L’alimentation: facteur de réussite d’un tour du monde

Manger, boire, cuisiner… à terre ces actions sont souvent liées au plaisir d’un bon repas partagé, pour lequel on suspend le temps. Mais en mer, elles prennent généralement des allures d’obligations auxquelles il est impératif et si difficile de se tenir quand les conditions de navigation chahutent le marin et que son plan de travail se limite à un réchaud et une bouilloire. La plupart des solitaires vous le diront, s’alimenter en mer relève souvent de la contrainte, voire même de l’exploit. Pour autant, à l’échelle d’un Vendée Globe, la nourriture représente un élément clé qui n’est en rien à négliger.

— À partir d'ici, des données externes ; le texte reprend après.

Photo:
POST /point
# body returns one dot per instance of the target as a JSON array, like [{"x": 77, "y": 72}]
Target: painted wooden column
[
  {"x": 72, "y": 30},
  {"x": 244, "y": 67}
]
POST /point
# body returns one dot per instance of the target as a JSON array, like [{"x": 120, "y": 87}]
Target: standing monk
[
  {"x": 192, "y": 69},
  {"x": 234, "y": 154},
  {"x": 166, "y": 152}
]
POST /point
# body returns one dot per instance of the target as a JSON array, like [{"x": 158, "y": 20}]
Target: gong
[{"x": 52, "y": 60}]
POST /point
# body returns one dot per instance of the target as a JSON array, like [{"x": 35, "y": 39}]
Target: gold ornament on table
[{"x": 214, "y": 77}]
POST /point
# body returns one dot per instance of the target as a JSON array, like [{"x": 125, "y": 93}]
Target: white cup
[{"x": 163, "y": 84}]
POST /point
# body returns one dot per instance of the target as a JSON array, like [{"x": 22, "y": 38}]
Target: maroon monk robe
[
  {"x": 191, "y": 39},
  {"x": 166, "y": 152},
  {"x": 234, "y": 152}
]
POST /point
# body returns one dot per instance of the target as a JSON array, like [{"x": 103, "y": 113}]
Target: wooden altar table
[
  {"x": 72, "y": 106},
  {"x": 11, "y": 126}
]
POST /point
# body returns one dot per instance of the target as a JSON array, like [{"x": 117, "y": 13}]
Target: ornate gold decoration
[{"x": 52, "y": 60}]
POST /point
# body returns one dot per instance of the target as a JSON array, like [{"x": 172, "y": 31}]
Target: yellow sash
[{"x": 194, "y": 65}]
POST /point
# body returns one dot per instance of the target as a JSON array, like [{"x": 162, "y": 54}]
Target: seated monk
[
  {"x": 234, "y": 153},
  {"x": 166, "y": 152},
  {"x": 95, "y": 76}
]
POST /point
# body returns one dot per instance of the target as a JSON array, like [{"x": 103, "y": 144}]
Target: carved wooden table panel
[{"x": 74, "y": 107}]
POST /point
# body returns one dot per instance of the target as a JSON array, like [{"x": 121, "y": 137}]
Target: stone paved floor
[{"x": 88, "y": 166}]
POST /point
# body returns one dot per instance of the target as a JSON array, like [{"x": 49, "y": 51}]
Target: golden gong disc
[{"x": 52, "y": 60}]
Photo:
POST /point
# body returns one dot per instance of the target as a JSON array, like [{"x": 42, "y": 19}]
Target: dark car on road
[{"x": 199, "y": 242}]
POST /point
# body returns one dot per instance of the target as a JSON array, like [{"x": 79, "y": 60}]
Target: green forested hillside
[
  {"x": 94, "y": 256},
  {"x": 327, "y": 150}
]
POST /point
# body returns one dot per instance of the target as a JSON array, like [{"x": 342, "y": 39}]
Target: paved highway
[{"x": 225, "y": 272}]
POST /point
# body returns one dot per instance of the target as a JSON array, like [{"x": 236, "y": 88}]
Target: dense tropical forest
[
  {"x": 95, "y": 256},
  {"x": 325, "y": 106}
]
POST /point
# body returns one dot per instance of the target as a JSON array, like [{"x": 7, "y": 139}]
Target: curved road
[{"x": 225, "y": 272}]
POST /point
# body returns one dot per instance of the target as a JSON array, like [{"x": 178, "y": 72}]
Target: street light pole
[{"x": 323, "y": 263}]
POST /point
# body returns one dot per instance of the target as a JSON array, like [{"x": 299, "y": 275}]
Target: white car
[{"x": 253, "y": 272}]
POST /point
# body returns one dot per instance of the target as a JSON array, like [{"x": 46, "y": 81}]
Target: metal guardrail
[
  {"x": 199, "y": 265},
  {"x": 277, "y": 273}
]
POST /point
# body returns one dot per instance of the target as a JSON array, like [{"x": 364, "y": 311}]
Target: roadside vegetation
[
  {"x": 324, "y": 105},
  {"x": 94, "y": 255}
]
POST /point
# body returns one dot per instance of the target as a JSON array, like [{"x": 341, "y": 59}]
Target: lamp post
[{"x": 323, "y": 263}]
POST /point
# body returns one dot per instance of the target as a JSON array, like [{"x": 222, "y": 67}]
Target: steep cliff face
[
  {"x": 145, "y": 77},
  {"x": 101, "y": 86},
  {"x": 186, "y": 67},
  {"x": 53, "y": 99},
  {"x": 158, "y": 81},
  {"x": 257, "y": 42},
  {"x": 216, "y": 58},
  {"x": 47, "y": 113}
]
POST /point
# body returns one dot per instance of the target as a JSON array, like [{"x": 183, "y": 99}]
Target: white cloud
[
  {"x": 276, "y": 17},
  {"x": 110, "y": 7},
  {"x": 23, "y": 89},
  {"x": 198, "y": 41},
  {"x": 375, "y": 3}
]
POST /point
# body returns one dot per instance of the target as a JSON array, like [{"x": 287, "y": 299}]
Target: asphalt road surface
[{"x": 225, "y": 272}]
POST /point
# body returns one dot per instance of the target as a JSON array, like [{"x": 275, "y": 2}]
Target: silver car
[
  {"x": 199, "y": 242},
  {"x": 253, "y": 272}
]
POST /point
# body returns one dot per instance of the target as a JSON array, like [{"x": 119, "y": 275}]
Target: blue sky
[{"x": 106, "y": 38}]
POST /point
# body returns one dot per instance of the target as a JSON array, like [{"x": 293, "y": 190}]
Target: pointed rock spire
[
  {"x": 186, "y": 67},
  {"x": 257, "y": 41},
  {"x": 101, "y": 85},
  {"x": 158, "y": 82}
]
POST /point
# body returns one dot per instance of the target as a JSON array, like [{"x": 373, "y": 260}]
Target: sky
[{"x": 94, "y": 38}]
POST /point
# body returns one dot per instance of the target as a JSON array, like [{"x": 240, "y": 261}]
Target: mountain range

Ainsi, en cette période de derniers préparatifs vient s’ajouter aux aspects techniques, sportifs, météorologiques liés au Vendée Globe, le facteur alimentation. Au sein du Team Cheminées Poujoulat, c’est à Catherine Rouge que revient cette grande responsabilité. En charge de l’avitaillement de son compagnon de marin depuis une quinzaine d’années, elle en connait les difficultés et les contraintes. Car à chaque navigateur ses petites habitudes et ses goûts ! « C’est toujours compliqué parce que Bernard n’a pas faim en mer et qu’il faut se démener pour lui donner envie de manger. Il faut généralement faire pas mal de petites portions. Son programme d’alimentation repose sur l’expérience et l’intuition ». Côté organisation, le skipper du monocoque va donc partir avec 85 sacs… pour 85 jours. Chacun de ces paquetages quotidiens sera un indicateur de ce qu’il doit manger, pas plus, mais idéalement pas moins. Adapté à la météo rencontrée aux différentes étapes de son tour du monde, le contenu tiendra compte aussi bien de la chaleur rencontrée à l’équateur, que du grand froid attendu pendant six semaines, entre l’Afrique du Sud et le Cap Horn. Les calories seront donc ajustées en conséquence, d’un extrême à l’autre, de 3 500 à 5 000.

Fondue et kouign aman pour le plus breton des Suisses !

Chaque jour, le Suisse aura un petit déjeuner constitué soit d’une bouillie lyophilisée, soit d’un mélange de céréales et de lait en poudre à réhydrater avec de l’eau. Dans le sac également, 4 sachets de fruits secs par jour, 6 barres de céréales plus ou moins nourrissantes, 1 compote, 1 morceau de fromage, de la viande séchée ou une autre charcuterie, 1 ou 2 plats chauds en fonction de la température. Tous les dimanches, Bernard pourra s’offrir l’un de ses pêchers mignons, en dégustant une boite de thon à l’huile, et une boite de pâté Hénaff chaque mercredi. Noël et Jour de l’An obligent, le froid gras sera au menu, alors que pour célébrer son anniversaire et la fin de l’année, Catherine aura pris soin de lui glisser deux fondues lyophilisées… pour des menus suisses même en mer ! Côté desserts, son choix se portera sur des crèmes vanille ou des yaourts à réhydrater, ou des crèmes chocolats achetées dans le commerce… de celles qui font la joie des enfants ! Ajoutons à cela les produits frais, fruits et légumes, embarqués au dernier moment, deux gros pains cuit spécialement pour les marins par un célèbre boulanger finistérien et – comble de la gourmandise – un morceau de kouign aman conditionné sous vide à déguster toutes les deux semaines.

Entouré d’eau pendant près de 80 jours, Bernard Stamm pourra s’hydrater en mélangeant des poudres énergisantes à l’eau produite par le déssalinisateur du bord, des tisanes ou des soupes. Enfin, les petites attentions devraient venir se nicher dans les recoins du bateau, les filles du navigateur prenant en charge les cachotteries à coup de sachets de bonbons réconfortant pour leur papa.